As books of poems go, Please, Jericho Brown’s first book, is especially unconcerned with subtlety. This is the book’s biggest weakness, though also perhaps its saving grace. There is a lot to admire about the improvisatory boldness of Brown’s lyricism; I use the words “improvisatory” and “lyricism” as much for their musical associations as their poetic ones. Please is infused with music, both in the style and the content of the poems, but this music is almost drowned out by the aggressive structural conceit.
The book’s four sections are titled after function buttons on a CD player: “Repeat,” “Pause,” “Power,” and “Stop.” There are obvious pitfalls in making the structure so apparent. By nature, such an insistent conceit runs the risk of being overbearing. Unless it seems absolutely organic to the work, this decision might be called a gimmick. And there is also the practical fact that the more obvious a structural conceit, the more likely the reader will notice and interrogate any departures; departures from an insistent structure invite even more scrutiny. For example, when I couldn’t discern why some poems had “track numbers” in their titles, and others did not, I spent too much time trying to puzzle it out.

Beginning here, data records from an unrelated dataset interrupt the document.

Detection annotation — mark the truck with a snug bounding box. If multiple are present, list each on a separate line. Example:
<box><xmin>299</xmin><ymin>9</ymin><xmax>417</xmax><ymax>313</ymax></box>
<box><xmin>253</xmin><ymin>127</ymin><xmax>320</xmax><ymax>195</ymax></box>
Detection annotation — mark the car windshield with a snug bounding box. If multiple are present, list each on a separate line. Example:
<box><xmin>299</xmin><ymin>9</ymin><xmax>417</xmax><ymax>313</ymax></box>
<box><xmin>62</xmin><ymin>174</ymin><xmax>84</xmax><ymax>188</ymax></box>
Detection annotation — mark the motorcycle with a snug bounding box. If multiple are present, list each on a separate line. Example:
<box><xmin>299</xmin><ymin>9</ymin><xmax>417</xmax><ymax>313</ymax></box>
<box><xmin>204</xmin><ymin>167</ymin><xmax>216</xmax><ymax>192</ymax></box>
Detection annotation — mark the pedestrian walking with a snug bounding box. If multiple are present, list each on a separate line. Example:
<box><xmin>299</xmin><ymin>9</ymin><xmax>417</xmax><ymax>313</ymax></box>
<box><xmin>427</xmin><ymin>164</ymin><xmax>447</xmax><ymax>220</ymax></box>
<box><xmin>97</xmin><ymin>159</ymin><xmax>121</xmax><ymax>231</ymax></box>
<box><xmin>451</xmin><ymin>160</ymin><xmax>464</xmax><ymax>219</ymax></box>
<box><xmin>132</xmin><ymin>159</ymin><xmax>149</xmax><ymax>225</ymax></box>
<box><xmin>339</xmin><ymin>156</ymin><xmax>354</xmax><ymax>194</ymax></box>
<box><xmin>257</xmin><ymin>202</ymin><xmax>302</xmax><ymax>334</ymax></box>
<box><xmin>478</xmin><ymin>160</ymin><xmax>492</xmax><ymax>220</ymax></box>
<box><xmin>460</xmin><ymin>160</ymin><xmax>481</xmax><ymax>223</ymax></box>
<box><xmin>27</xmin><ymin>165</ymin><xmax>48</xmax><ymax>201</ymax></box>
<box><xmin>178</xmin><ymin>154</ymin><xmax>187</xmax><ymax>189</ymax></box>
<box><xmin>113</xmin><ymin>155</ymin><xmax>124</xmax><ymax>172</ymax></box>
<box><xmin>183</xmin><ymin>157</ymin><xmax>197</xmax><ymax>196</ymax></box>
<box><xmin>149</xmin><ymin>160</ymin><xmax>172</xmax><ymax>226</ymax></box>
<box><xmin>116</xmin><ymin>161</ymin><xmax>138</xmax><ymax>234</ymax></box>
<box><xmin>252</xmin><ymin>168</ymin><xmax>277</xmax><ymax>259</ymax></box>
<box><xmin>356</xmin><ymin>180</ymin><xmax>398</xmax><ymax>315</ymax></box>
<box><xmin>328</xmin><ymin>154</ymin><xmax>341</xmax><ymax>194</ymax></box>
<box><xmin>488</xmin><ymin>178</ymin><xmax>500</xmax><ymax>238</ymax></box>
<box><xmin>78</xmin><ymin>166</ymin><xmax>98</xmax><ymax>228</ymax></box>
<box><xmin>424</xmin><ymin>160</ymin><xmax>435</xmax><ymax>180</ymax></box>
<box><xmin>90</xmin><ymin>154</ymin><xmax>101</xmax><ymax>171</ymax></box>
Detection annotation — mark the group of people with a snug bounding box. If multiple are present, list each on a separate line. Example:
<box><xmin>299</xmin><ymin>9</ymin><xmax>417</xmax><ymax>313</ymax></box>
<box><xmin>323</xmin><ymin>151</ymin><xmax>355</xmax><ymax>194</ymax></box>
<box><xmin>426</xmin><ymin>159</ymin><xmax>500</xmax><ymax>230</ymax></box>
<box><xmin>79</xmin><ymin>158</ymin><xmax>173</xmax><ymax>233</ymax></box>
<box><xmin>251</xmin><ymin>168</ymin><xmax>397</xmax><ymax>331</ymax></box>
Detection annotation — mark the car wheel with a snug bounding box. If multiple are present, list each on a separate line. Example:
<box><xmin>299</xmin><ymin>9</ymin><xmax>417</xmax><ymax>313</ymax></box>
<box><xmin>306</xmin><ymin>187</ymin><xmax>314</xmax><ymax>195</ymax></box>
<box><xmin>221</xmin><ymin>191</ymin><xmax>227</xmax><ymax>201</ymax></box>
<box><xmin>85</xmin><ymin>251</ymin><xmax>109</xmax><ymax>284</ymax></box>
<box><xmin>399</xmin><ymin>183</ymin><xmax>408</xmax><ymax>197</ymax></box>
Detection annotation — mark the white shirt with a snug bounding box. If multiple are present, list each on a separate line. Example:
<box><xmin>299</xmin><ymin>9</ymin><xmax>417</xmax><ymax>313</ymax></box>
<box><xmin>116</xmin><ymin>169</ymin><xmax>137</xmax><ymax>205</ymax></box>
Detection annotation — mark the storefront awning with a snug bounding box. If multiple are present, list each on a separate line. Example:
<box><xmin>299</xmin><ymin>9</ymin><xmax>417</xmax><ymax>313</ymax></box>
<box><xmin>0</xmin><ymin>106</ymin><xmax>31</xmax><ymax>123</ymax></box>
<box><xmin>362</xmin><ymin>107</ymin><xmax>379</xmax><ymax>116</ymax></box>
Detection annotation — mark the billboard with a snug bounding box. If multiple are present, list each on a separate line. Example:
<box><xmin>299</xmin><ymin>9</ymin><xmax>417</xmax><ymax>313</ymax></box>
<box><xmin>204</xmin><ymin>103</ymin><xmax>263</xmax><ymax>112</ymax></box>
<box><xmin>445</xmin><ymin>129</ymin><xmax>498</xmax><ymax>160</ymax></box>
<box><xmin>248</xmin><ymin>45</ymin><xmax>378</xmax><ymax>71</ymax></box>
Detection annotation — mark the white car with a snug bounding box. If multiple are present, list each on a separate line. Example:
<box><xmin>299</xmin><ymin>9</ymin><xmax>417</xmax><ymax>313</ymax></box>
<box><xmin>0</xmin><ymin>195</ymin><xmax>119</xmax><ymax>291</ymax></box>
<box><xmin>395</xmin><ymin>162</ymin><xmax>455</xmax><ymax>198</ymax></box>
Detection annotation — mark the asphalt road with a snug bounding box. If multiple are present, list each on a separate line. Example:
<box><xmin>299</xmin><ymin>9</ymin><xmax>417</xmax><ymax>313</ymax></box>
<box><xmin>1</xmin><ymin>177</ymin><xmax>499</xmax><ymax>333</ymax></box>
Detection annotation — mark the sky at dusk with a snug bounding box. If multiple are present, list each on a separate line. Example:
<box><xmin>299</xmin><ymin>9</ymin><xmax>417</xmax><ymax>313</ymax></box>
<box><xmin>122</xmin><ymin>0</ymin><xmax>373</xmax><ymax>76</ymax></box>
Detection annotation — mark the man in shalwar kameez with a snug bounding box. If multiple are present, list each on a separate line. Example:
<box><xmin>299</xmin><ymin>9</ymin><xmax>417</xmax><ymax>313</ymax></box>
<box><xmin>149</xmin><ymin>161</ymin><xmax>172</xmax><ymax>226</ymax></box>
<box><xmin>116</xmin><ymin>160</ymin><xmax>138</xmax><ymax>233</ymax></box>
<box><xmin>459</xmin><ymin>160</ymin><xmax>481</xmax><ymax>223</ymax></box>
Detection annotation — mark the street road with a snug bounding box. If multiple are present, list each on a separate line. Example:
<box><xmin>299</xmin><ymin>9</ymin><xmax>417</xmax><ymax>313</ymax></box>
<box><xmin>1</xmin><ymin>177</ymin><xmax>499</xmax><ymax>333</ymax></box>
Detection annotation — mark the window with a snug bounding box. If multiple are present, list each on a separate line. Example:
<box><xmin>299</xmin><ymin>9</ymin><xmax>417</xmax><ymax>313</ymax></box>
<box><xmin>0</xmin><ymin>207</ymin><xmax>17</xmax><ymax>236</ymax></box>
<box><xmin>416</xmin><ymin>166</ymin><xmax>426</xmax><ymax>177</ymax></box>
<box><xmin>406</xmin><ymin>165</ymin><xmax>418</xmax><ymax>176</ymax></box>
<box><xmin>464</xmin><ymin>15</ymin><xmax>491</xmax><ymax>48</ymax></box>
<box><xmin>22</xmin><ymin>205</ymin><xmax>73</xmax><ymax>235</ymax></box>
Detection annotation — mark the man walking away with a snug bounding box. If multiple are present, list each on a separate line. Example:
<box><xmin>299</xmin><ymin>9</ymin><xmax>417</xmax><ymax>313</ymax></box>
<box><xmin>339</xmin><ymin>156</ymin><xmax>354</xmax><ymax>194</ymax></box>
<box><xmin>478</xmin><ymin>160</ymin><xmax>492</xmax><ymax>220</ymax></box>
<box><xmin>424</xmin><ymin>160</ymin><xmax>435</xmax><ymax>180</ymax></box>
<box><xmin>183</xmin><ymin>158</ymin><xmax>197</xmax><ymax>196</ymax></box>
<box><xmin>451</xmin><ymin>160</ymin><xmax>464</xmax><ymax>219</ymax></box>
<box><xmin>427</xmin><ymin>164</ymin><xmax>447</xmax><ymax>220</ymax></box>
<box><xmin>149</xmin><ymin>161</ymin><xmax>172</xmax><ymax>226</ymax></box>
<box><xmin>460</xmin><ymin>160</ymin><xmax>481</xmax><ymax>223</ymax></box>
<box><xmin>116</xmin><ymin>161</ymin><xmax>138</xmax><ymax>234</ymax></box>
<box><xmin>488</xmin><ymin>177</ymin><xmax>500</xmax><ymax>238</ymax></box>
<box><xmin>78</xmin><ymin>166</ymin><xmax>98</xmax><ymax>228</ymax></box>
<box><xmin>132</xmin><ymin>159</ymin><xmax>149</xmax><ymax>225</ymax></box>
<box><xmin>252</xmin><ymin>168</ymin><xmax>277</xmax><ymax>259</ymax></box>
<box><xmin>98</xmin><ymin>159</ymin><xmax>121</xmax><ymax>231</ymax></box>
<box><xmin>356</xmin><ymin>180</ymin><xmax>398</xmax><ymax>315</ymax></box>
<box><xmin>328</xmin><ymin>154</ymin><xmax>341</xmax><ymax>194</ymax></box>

That said, Brown’s more subtle sequencing decisions are quite effective. Some of the book’s recurring concerns are laid out early in the first section, where poems set up images and themes that are picked up again in the middle section. This happens in a poem like “Crickets,” in which Brown pulls music related images from previous poems into the middle of the book, and this imbeds a subtler internal “soundtrack” into the sequence of the book.
I would rather be living in the pleasurably unsubtle language of many of Brown’s poems than thinking about the book’s section titles. But there is no way for Please’s structure to fade like an overheard song — to become a part of the background. The organizing principle becomes didactic, which limits the amount of discovery and surprise I find as a reader.